• Stars
    star
    169
  • Rank 220,130 (Top 5 %)
  • Language
    Java
  • License
    Apache License 2.0
  • Created over 10 years ago
  • Updated 7 months ago

Reviews

There are no reviews yet. Be the first to send feedback to the community and the maintainers!

Repository Details

The source repository of the Metanome tool

Metanome

Build Status Coverage Status

The Metanome project is a joint project between the Hasso-Plattner-Institut (HPI) and the Qatar Computing Research Institute (QCRI). Metanome provides a fresh view on data profiling by developing and integrating efficient algorithms into a common tool, expanding on the functionality of data profiling, and addressing performance and scalability issues for Big Data. A vision of the project appears in SIGMOD Record: "Data Profiling Revisited". Please find the the BibTex, EndNote, and ACM Ref citations for referencing the Metanome project in scientific works on the Metanome project website.

The Metanome tool is supplied under Apache License. You can use and extend the tool to develop your own profiling algorithms. The profiling algorithms, which we provide on our Algorithm releases page and the metanome-algorithms repository, have Apache copyright as well.

The Metanome platform itself is a backend service that communicates over an HTTP REST API with a user facing web frontend. This frontend is provided in a seperate Metanome Frontend repository. Building the Metanome tool, therefore, requires you to pull the frontend as a submodule (see below).

Building Metanome Locally

Metanome is a java maven project. So in order to build the sources, the following development tools are needed:

  1. Java JDK 1.8 or later
  2. Maven 3.1.0
  3. Git

Make sure that all three are on your system's PATH variable when running the build.

Note: The build might have issues with the most recent JDK versions, so we recommend a Java version between 8 and 11.

Pull Metanome Frontend Submodule

Before executing the build you have to clone the Metanome Frontend into the project.

git submodule init
git submodule update
Build Metanome

Metanome can be build by executing:

mvn clean install (or for a parallel build mvn -T 1C clean install)

If the frontend build fails due to missing or incompatible Angular packages, it often helps to re-run the build.

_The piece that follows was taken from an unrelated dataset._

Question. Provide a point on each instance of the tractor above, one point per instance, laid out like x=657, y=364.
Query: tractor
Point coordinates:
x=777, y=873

When the built has finished, Metanome can be packaged together with a Tomcat webserver, some test data, and some test algorithms. To speedup builds this package is not created in the default maven profile. The deployment package can be created by executing the build with the deployment-local profile:

mvn verify -P deployment-local

or by executing package on the deployment project directly:

mvn -f deployment/pom.xml package

Note that if metanome has not been installed before creating the package (via mvn clean install), dependencies will be retrieved online, which can result in a deprecated package!

To start the Metanome frontend you then have to execute the following steps in the deployment folder:

  1. Unzip deployment/target/deployment-1.1-SNAPSHOT-package_with_tomcat.zip
  2. Go into the unzipped folder and start the run script, either run.sh or run.bat(Windows Systems)
  3. Open a browser at http://localhost:8080/

Downloads

All Metanome releases can be found on the Metanome releases page.

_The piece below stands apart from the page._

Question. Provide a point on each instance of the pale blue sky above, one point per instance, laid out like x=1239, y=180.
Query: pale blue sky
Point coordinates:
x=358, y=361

Current profiling algorithms are available at the Algorithm releases page. The sources of all these algorithms are available on GitHub in the metanome-algorithms repository.

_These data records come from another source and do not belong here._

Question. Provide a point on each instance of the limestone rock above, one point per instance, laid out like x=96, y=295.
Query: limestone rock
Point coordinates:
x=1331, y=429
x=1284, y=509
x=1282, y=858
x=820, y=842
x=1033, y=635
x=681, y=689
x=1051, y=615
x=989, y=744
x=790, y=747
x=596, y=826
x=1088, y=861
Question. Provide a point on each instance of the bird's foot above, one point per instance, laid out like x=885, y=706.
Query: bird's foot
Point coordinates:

Developing a profiling algorithm for Metanome

If you want to build your own profiling algorithm for the Metanome tool, the best way to get started is our Skeleton Project. It contains an algorithm frame and a test runner project, with which you can run and test your code (without a running Metanome tool instance). For more details, check out the contained README.txt file.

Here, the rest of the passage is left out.